- Born: June 28, 1905 Revere, Massachusetts, United States
- Died: 1994
- Education: Harvard College; Harvard Institute of Criminal Law;
- Occupations: Criminologist; Professor;
- Years active: 1933–1993
- Employers: United Nations; Boston College;
- Known for: First chief of the United Nations Criminal Justice and Crime Prevention Unit; Advocating alternatives to traditional punishment for juvenile offenders;

= Benedict Alper =

American Criminologist

Benedict Solomon Alper (28 June 1905 - 1994) was an American criminologist and chief of the United Nations Criminal Justice and Crime Prevention Unit.

==Life==
Alper was born in Revere, Massachusetts and attended Harvard College and the Harvard Institute of Criminal Law. After completing his studies worked for Massachusetts Juvenile Court (1933-1935), Charlestown State Prison and the Federal Bureau of Prisons. Alper also worked as a research director of the Massachusetts Child Council, the New York State Legislature's Committee on the Courts (1941) and the American Parole Association (1942).

In 1943 Alper joined the United States Army and served in North Africa and Italy.

Alper was the first chief of the United Nations Criminal Justice and Crime Prevention Unit after its inception. He was also a founding member of the United Nations Staff Association and its first president, until his dismissal in 1951 due to his objection to racial segregation in the UN blood drive. His termination of the contract was one of the first brought before the Administrative Tribunal of the United Nations.

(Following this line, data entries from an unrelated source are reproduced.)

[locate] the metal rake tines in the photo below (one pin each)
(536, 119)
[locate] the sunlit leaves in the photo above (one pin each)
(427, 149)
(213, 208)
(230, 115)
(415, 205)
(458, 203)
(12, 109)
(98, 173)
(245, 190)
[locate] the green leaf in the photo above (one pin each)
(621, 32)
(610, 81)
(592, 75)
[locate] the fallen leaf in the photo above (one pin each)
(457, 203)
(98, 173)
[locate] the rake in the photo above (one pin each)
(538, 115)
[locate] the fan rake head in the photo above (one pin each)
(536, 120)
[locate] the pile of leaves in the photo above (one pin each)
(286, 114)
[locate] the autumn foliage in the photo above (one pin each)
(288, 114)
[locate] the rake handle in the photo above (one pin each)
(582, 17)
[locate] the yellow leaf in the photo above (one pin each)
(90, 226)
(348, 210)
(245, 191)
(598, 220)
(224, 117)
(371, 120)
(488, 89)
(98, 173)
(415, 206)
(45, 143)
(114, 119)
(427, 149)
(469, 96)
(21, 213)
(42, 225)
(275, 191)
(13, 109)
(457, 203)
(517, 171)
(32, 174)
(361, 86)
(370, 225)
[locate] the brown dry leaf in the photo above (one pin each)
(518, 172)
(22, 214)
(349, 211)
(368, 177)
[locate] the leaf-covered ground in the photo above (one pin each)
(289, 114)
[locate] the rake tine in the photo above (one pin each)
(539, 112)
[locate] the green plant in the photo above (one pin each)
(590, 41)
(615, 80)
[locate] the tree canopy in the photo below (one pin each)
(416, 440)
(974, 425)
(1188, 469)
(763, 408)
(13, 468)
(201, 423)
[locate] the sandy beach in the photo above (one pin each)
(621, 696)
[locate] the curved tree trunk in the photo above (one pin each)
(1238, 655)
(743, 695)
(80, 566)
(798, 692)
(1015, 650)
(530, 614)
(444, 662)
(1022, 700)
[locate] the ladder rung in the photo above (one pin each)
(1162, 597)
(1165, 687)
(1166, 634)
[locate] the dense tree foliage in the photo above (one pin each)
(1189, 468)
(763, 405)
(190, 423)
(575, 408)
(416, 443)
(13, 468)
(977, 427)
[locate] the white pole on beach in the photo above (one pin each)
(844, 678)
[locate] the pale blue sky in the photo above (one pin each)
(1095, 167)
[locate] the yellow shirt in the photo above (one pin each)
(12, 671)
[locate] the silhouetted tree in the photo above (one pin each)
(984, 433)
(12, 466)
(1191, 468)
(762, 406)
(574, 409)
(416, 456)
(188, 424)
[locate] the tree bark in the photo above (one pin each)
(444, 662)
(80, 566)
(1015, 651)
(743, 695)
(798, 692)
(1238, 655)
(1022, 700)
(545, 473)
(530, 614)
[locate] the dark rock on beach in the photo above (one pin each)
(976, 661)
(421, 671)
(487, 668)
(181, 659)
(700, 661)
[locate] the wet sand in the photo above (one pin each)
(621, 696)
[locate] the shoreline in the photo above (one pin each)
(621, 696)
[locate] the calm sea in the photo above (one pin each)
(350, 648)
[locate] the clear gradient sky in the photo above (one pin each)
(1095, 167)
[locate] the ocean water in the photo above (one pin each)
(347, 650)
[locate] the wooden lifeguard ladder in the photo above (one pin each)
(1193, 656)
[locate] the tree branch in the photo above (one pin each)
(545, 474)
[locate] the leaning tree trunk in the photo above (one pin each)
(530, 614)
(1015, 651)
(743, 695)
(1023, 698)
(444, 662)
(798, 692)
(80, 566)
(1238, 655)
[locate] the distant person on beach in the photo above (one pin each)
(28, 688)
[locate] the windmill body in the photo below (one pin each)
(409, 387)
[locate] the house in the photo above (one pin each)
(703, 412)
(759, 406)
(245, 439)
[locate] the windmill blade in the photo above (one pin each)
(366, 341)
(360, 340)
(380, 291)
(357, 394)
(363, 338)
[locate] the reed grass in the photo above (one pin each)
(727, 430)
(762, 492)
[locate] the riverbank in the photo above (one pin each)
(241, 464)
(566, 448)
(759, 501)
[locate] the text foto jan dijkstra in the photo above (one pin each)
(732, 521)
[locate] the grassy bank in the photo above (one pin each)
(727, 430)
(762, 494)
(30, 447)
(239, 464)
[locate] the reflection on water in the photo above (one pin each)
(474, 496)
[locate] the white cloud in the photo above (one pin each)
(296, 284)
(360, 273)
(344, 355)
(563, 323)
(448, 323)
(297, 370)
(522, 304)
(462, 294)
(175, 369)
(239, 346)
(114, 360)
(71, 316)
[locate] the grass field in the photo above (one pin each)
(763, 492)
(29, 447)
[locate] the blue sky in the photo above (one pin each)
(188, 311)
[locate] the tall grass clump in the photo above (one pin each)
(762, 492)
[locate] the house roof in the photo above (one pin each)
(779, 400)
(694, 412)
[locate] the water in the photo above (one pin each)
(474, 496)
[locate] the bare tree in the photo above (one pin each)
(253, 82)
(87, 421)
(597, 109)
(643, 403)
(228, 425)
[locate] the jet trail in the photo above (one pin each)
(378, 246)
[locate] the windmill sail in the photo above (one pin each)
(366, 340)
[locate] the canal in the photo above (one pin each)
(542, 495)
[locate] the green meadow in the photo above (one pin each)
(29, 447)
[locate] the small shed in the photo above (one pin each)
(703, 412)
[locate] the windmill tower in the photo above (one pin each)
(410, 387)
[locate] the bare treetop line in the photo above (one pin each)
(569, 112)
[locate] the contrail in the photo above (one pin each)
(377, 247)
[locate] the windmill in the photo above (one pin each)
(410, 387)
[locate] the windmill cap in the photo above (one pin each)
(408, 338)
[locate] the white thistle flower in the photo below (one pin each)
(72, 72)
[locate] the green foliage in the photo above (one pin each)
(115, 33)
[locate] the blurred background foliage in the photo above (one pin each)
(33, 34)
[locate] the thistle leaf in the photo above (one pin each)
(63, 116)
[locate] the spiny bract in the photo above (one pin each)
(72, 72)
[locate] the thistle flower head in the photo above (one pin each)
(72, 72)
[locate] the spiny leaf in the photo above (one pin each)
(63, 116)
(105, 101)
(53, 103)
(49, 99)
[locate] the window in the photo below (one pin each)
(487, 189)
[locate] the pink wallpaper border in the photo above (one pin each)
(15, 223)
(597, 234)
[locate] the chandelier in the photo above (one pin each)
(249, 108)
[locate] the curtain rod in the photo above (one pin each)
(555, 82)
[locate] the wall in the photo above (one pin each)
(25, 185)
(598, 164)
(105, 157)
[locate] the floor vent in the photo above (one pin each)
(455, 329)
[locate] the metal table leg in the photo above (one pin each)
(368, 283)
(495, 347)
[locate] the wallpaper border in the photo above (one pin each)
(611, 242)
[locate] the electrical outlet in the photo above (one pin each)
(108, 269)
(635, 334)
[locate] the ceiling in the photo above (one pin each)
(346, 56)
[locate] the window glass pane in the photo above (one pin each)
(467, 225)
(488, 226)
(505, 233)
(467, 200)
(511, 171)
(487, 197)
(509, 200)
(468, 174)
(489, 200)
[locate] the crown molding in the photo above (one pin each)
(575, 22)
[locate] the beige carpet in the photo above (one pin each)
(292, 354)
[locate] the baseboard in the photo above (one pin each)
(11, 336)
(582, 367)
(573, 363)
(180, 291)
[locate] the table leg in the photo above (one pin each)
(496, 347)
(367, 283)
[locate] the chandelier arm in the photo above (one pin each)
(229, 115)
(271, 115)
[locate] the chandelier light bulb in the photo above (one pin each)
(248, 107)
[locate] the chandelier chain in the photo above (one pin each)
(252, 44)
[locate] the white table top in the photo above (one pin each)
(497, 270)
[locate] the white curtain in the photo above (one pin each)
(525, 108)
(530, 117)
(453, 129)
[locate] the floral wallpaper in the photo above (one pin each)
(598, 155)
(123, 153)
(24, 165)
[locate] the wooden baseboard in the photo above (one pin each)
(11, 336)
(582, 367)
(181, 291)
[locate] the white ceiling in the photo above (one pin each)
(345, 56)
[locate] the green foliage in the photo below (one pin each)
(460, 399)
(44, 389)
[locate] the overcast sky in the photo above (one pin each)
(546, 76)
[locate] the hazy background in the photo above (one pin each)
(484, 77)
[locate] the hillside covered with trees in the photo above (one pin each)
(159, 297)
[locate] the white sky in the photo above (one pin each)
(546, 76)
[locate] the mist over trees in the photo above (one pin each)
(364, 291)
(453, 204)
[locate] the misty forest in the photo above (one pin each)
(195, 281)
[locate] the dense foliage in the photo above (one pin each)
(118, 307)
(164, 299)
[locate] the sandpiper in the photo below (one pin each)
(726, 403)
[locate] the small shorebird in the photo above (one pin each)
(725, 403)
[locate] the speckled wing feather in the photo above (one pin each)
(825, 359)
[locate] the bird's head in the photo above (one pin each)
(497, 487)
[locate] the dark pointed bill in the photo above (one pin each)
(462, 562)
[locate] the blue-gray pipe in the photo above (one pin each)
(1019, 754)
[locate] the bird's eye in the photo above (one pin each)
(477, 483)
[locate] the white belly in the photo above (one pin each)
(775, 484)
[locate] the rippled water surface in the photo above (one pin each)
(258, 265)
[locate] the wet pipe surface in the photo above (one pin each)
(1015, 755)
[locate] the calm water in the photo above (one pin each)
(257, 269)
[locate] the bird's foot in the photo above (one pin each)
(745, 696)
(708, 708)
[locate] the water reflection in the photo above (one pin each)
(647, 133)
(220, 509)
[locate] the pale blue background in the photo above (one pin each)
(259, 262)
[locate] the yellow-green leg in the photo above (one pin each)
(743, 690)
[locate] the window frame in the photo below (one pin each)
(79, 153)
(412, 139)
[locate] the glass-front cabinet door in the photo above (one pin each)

Alper taught at The New School for Social Research and, from 1966 to 1993, was a professor at Boston College. He was regarded as "a pioneer in advocating alternatives to traditional methods of punishment for juvenile offenders" and served as a member of the National Council on Crime and Delinquency and the Massachusetts Governor's Committee on Law Enforcement, Correctional Planning, Violence and Crime.